Pinta tu aldea global

A mediados de los ‘80, desde la subterránea Nueva York, Haring se proyectó al mundo. Pintó paredes en distintas ciudades de cada uno de los continentes, su arte callejero no se limitó a EE.UU., sino que se volvió interpelación global. En paralelo a sus viajes, una mala noticia recorría el mundo: el sida era una pandemia, primero enigmática, luego estigma homosexual, después problema de todos y todas. Y Haring vio a muchos de sus amigos morir por esta enfermedad.

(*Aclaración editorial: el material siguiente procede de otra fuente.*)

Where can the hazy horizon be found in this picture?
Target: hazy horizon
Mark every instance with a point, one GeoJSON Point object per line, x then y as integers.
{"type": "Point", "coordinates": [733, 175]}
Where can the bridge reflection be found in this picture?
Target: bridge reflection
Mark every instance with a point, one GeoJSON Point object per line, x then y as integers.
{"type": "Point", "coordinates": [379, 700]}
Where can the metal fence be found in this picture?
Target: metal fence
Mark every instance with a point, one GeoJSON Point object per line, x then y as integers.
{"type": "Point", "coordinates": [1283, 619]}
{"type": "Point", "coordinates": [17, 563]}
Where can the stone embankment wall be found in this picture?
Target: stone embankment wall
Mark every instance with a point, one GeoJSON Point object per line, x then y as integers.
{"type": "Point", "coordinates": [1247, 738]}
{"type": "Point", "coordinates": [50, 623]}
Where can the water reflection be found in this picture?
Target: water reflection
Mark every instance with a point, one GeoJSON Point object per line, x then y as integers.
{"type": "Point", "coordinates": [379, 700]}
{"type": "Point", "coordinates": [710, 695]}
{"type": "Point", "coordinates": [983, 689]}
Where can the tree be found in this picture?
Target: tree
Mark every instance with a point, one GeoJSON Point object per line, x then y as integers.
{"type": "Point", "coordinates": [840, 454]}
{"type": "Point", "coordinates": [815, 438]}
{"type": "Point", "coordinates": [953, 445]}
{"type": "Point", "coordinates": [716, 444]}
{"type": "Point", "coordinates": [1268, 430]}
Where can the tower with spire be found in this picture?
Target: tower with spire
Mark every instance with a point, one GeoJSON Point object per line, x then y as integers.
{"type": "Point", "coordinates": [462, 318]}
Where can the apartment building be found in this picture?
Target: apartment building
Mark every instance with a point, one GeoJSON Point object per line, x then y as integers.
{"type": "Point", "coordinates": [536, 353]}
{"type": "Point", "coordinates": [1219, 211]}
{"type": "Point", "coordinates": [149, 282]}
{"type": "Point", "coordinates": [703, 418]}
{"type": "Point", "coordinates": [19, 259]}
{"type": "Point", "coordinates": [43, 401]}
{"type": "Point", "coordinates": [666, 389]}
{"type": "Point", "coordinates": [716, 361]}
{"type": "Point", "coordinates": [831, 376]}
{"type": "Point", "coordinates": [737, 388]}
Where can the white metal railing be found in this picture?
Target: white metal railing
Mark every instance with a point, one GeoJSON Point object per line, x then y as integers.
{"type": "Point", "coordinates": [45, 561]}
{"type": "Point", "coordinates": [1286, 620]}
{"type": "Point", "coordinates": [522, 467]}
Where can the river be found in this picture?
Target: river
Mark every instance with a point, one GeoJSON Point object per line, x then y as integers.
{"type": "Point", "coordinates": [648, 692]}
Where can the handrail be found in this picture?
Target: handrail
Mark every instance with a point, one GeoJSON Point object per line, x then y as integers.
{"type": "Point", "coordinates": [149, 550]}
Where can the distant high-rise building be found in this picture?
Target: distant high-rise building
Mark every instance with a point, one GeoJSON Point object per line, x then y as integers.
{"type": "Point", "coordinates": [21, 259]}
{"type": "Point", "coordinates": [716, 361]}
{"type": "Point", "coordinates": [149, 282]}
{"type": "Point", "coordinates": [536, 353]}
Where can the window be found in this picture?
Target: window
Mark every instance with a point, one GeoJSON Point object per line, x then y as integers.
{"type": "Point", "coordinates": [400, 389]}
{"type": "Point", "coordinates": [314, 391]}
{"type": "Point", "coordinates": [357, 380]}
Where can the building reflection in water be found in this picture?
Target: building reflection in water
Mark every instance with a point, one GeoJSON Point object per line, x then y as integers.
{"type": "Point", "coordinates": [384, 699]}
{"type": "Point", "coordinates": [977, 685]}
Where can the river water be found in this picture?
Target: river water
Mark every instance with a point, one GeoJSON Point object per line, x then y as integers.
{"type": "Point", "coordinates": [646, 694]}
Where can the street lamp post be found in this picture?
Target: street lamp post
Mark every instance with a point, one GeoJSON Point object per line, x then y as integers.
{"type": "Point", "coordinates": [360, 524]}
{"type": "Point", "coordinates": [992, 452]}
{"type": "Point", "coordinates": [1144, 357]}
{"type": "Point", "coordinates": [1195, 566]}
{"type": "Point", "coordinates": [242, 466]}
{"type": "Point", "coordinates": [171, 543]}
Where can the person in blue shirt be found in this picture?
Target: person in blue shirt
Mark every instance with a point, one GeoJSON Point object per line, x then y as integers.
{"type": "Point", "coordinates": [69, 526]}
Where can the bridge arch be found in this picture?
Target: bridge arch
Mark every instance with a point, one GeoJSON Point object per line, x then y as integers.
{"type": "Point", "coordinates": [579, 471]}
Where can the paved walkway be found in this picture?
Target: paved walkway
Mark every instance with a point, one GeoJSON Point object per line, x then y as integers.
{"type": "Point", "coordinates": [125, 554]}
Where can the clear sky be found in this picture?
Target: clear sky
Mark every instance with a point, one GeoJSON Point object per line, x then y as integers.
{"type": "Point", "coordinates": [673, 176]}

Aprovechando su situación privilegiada de popularidad planetaria, el arte en tránsito de Haring fue pionero en moverse en la dirección correcta: su obra se puso al servicio del sida con la certeza de que la solución era la información, no el miedo. Así, con la misma vibración vital y festiva, su arte contra el sida combatió la ignorancia y el silencio con la forma novedosa del graffiti global. Sin nunca caer en la oscuridad ni en el desasosiego, a pesar de vivir con el vih en épocas de desesperanza, convirtió a las ciudades en pantallas para un arte que transformaba el panfleto en un género pop solidario. Y Haring también creó una fundación a través de sus obras remodeladas como objetos de consumo a través de su Pop Shop, un negocio sin fines de lucro, que creó campañas para acabar con el sida, ocupándose de zonas de emergencia como Africa antes que nadie. Enfermedades provocadas por ese mismo virus hicieron que Keith Haring muriera en 1990, con unos prematuros 31 años. Fue un artista joven, tal vez el más prolífico para su corta carrera, y dejó un arte joven que, a un siglo de su nacimiento, aún se mueve con su particular vibración, esa que agita la mejor vanguardia cinética, esa que nos sacude para decirnos que el futuro es ahora.